Independência não significa exclusão. O Poder Legislativo executa e julga; o Executivo julga e legisla; o Judiciário executa e legisla. As funções preponderantes de cada um são, no dia-a-dia, conciliadas com outras acessórias que lhes são necessárias.

Dentro desse contexto vejo o Tribunal de Contas da União, trabalhando de forma harmônica com os órgãos e entidades da pública administração em prol da busca da qualidade dos serviços públicos, quer mediante o aprimoramento dos processos operacionais de cada área ou pela detecção das ilegalidades que minam o estado democrático de direito que nos prestamos, todos, a defender.

O Tribunal de Contas da União oferece toda a expertise acumulada aos órgãos e entidades que lhe são jurisdicionados, com a marca da impessoalidade, economicidade e transparência.
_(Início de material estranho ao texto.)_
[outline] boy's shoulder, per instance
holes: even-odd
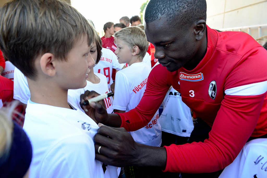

Da integração pretendida, almejo conferir especial atenção à formação de uma rede de controle que seja capaz de integrar os diversos órgãos públicos que atuam, direta ou indiretamente, nas diferentes áreas de fiscalização. Parcerias com a Controladoria-Geral da União e os órgãos de controle interno dos poderes Legislativo e Judiciário são consideradas fundamentais, assim como também com os Tribunais de Contas estaduais e municipais.

A troca de informações com o Ministério Público, a Receita Federal, o COAF e o Banco Central do Brasil, dentre tantos outros órgãos, não pode ser vista como algo inusitado, sujeito a interpretações legais as mais restritivas. Afinal, somente àqueles que atuam contra o Poder Público interessam as restrições que nós mesmos nos impomos.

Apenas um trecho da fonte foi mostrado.